|Bourse de Maurice|
|Location||Port Louis, Mauritius|
|Owner||Government of Mauritius|
|Key people||Chairman • Gaetan Lan Hun Kuen |
Deputy Chairman • Raj Tapesar
Director • Sunil Benimadhu
|No. of listings||88|
|Market cap||US$6.8 billion|
|Website||Stock Exchange of Mauritius|
The Stock Exchange of Mauritius (SEM) (French: Bourse de Maurice); is an organization responsible for the operation of Mauritius's primary stock exchange located at Port Louis. The SEM operates two markets: the Official Market and the Development & Enterprise Market (DEM). There are 40 companies listed on the Official Market representing a Market Capitalization of nearly US$5.3 billion, the DEM presently has 48 companies listed with a market capitalisation of nearly US$1.5 billion as at 31 July 2012. SEM is one of the leading Exchanges in Africa and a member of the World Federation of Exchanges.
The SEM's "Official Market" has three market indices: SEMDEX, SEMTRI and SEM-10.
The Stock Exchange Act 1988 established a small but thriving exchange which is run by the Stock Exchange of Mauritius Ltd (SEM), a private limited company. The act also established the Stock Exchange Commission (SEC), which controls and supervises stock exchange operations. Two markets operated: the Official List and the Over-The-Counter Market (for unlisted shares). There are around 40 companies listed on the Official List, and around eighty companies quoted in the Over-The-Counter Market. 10 companies are quoted for their debentures. The exchange has classified these companies into seven categories, namely: banks and insurance, industry, investments, sugar, commerce, leisure and hotels and transport. There are also two dual listed funds quoted both on the London Stock Exchange and the Stock Exchange of Mauritius.
The SEMDEX - the all shares index - reflects capitalisation based on each listed stock which is weighted according to its shares in the total market. In its computation, the current value of SEMDEX is expressed in relation to a base period, which was chosen as of July 5, 1989, with an index value of 100.

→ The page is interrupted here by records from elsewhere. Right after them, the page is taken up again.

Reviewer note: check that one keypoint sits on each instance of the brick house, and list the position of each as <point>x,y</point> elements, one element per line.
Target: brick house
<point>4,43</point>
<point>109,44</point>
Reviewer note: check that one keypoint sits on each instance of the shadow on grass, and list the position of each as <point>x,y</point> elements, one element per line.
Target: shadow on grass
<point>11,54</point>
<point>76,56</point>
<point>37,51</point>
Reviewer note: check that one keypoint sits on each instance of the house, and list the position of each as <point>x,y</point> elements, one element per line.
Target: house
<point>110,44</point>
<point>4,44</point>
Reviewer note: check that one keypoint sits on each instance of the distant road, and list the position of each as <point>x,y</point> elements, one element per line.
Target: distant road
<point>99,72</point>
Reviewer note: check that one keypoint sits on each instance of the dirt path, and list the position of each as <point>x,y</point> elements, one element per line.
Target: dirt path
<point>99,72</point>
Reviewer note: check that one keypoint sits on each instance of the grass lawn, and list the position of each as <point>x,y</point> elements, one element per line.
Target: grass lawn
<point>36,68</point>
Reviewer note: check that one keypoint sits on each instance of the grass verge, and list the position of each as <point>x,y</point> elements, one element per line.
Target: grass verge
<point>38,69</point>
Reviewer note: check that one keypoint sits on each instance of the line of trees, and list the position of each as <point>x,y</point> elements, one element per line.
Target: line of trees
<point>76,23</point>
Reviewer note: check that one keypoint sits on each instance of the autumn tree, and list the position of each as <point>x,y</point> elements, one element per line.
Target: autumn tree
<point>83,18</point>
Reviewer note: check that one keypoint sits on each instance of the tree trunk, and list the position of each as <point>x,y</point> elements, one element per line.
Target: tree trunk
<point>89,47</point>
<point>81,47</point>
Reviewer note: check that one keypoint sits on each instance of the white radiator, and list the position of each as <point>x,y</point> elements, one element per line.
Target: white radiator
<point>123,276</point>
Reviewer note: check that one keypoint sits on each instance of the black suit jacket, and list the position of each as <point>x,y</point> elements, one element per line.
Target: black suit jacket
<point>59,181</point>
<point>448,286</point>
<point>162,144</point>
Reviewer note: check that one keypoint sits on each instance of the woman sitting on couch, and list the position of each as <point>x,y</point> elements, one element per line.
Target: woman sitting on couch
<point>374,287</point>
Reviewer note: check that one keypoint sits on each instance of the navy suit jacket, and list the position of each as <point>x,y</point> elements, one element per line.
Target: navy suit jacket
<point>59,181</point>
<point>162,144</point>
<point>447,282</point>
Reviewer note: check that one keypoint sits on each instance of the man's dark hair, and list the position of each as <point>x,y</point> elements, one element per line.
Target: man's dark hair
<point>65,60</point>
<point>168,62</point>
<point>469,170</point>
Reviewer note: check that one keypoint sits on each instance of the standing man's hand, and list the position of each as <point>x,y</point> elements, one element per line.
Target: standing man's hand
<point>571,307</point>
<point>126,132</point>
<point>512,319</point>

Trading takes place five days a week and is conducted through an open outcry, order-driven and single-price auction system. Each share (excluding foreign shares) has a maximum +/- 15% price limit per trading session. A 1% brokerage commission is charged by stockbroking companies. There is no tax on dividends or capital gains.

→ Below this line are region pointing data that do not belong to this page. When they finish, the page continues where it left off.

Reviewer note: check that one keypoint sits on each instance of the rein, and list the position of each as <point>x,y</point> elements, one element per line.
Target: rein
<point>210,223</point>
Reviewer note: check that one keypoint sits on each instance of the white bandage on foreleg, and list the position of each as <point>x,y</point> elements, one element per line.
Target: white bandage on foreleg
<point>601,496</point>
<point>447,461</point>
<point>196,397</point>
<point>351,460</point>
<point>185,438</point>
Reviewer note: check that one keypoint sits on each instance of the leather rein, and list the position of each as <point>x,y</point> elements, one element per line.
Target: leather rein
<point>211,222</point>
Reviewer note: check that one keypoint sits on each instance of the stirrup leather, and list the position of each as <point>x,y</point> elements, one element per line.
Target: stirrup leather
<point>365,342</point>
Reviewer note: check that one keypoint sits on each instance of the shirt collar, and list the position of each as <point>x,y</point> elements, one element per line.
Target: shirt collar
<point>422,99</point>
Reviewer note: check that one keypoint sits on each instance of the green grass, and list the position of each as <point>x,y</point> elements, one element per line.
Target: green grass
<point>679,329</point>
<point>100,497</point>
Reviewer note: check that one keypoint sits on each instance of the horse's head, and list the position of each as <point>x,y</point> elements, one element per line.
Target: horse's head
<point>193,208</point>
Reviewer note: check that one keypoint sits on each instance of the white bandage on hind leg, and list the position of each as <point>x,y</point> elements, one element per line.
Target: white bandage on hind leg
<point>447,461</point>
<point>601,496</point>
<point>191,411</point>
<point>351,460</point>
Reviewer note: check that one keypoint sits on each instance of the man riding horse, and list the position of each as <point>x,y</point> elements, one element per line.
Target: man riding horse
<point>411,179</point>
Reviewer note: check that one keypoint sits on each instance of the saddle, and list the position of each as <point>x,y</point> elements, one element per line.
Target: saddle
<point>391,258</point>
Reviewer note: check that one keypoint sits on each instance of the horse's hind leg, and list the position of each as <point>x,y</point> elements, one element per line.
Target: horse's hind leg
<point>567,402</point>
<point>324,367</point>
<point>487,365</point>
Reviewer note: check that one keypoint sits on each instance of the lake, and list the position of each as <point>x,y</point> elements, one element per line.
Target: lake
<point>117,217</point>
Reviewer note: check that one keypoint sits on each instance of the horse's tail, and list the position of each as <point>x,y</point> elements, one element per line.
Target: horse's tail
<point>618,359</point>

Major developments took place through the establishment of a new electronic clearing and settlement system and the introduction of daily trading (at the end of 1997). Future planned developments include the introduction of a new electronic trading system and the listing of new financial products on the stock market. The SEM was recently promoted from the status of corresponding exchange to that of affiliated securities markets within the Fedération Internationale des Bourses de Valeurs (FIBV) and it is also a founding member of the African Stock Exchange Association (ASEA).
The SEM was opened to foreign investors in 1994 following the abolition of exchange controls. Foreign investors do not need approval to trade shares, unless the investment is for the purpose of legal or management control of a Mauritian company. The only restriction is that foreign investors cannot have an individual holding of more than 15% in a sugar company. There is no control on currency repatriation, and the currencies are fully convertible and market determined. Settlements can be made in a foreign currency and foreign currency accounts can be opened in Mauritius. There are no capital gains taxes and no withholding tax on dividends procured from trading in officially listed companies.

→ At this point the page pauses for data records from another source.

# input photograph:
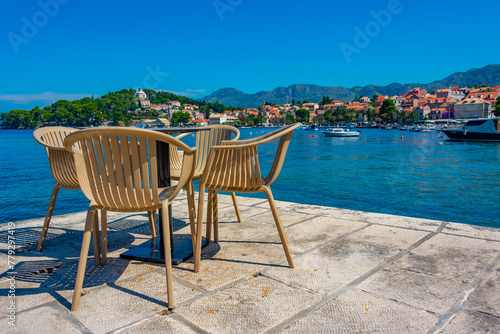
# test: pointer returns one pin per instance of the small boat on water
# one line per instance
(312, 127)
(485, 129)
(340, 132)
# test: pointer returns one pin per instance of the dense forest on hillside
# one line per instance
(114, 106)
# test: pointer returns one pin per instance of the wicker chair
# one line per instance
(233, 166)
(63, 170)
(62, 167)
(204, 141)
(117, 171)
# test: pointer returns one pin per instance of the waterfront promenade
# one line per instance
(355, 272)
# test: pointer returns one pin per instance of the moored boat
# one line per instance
(312, 127)
(485, 129)
(340, 132)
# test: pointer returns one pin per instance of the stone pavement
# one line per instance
(355, 272)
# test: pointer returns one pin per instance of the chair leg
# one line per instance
(215, 215)
(192, 211)
(104, 237)
(209, 215)
(167, 253)
(199, 228)
(235, 203)
(97, 247)
(279, 225)
(45, 227)
(152, 223)
(83, 258)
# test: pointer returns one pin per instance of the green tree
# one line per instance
(133, 106)
(388, 110)
(302, 115)
(497, 108)
(289, 118)
(180, 117)
(329, 116)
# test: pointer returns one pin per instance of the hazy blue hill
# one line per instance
(488, 75)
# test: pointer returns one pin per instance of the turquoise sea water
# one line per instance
(421, 176)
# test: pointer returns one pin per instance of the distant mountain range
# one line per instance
(488, 75)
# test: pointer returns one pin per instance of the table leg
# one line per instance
(181, 245)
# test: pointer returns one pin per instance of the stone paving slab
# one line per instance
(357, 312)
(426, 292)
(252, 306)
(459, 259)
(469, 322)
(354, 272)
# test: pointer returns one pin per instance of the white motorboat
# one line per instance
(312, 127)
(340, 132)
(483, 129)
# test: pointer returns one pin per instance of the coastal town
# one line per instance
(458, 103)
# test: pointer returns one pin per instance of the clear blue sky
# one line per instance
(194, 47)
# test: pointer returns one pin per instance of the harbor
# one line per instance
(354, 271)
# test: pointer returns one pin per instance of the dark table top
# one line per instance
(170, 131)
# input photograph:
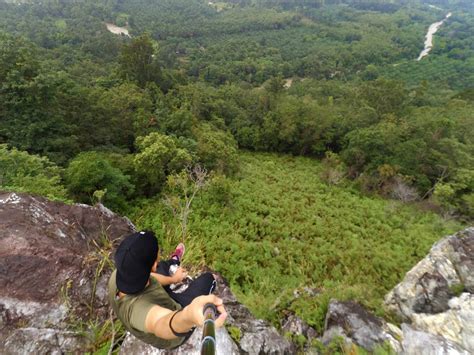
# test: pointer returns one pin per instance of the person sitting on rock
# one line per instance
(141, 298)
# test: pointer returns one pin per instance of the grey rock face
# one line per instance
(352, 322)
(455, 325)
(427, 288)
(417, 342)
(426, 299)
(28, 341)
(48, 262)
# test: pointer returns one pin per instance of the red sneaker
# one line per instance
(178, 252)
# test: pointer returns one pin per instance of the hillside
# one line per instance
(277, 228)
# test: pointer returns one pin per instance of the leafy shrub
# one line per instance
(22, 172)
(91, 171)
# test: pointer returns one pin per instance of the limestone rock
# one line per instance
(48, 261)
(27, 341)
(428, 287)
(295, 325)
(417, 342)
(257, 336)
(426, 298)
(352, 322)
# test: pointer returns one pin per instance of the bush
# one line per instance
(22, 172)
(91, 171)
(158, 157)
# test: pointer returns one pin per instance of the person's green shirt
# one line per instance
(133, 309)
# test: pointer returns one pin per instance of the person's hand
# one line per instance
(196, 308)
(179, 275)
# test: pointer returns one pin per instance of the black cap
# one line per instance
(134, 259)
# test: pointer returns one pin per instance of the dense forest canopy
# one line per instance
(87, 115)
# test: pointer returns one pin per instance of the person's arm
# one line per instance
(177, 277)
(158, 318)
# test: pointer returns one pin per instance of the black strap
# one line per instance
(175, 332)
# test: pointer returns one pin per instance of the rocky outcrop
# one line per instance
(49, 260)
(416, 342)
(53, 269)
(428, 296)
(435, 300)
(224, 345)
(428, 287)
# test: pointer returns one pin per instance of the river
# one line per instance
(429, 37)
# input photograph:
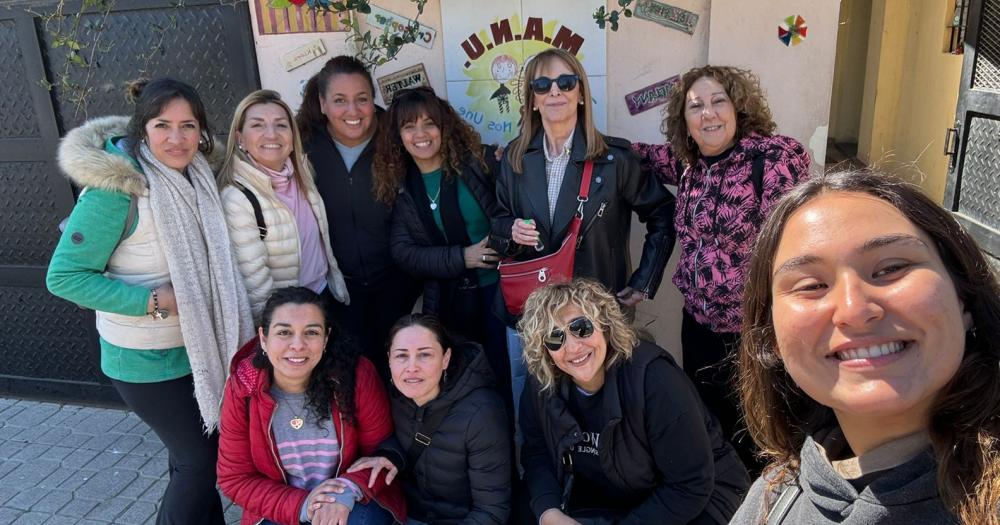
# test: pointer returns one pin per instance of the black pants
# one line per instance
(710, 362)
(372, 312)
(169, 408)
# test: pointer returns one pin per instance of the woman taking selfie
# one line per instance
(870, 363)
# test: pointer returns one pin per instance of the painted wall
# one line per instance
(911, 90)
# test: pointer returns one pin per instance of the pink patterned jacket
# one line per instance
(717, 218)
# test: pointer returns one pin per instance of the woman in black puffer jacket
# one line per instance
(443, 391)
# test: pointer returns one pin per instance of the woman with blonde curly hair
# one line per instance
(613, 430)
(431, 169)
(729, 168)
(869, 361)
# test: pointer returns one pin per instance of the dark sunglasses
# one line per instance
(541, 85)
(581, 328)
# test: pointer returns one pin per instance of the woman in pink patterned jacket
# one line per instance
(730, 169)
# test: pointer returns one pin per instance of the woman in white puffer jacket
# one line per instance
(285, 239)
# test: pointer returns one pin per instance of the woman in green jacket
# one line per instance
(146, 247)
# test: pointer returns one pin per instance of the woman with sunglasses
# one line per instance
(614, 432)
(432, 170)
(539, 184)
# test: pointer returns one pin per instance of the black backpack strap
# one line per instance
(258, 213)
(757, 176)
(785, 501)
(422, 438)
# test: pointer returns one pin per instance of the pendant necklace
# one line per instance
(434, 198)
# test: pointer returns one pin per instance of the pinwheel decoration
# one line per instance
(792, 30)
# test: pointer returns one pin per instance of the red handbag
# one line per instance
(519, 279)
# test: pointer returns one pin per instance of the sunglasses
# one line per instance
(581, 328)
(541, 85)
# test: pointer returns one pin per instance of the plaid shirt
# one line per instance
(555, 170)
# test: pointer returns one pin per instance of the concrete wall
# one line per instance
(911, 90)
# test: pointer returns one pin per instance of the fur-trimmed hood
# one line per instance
(86, 163)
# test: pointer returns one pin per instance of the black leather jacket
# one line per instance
(660, 444)
(618, 188)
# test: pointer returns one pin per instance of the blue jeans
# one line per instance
(370, 514)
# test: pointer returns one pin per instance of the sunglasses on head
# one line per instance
(541, 85)
(581, 328)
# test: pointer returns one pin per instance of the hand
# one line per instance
(524, 232)
(322, 495)
(479, 256)
(556, 517)
(376, 463)
(165, 298)
(630, 297)
(335, 514)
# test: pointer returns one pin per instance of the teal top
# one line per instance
(76, 273)
(477, 224)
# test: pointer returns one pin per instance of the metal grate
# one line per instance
(979, 198)
(192, 44)
(29, 214)
(41, 336)
(19, 119)
(986, 71)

A major development of 1998 was the implementation of a central depository system, in which all listed companies are registered. This system allows delivery versus payment (DVP) on a T+3 day rotating basis. The establishment of a clearinghouse, through the Bank of Mauritius, provided for a guarantee fund, which incorporates measures for securities and fund settlement failure. The exchange, in collaboration with international advisers, drafted new listing and reporting rules to ensure greater transparency for investors. These rules came into force during the first half of 1998.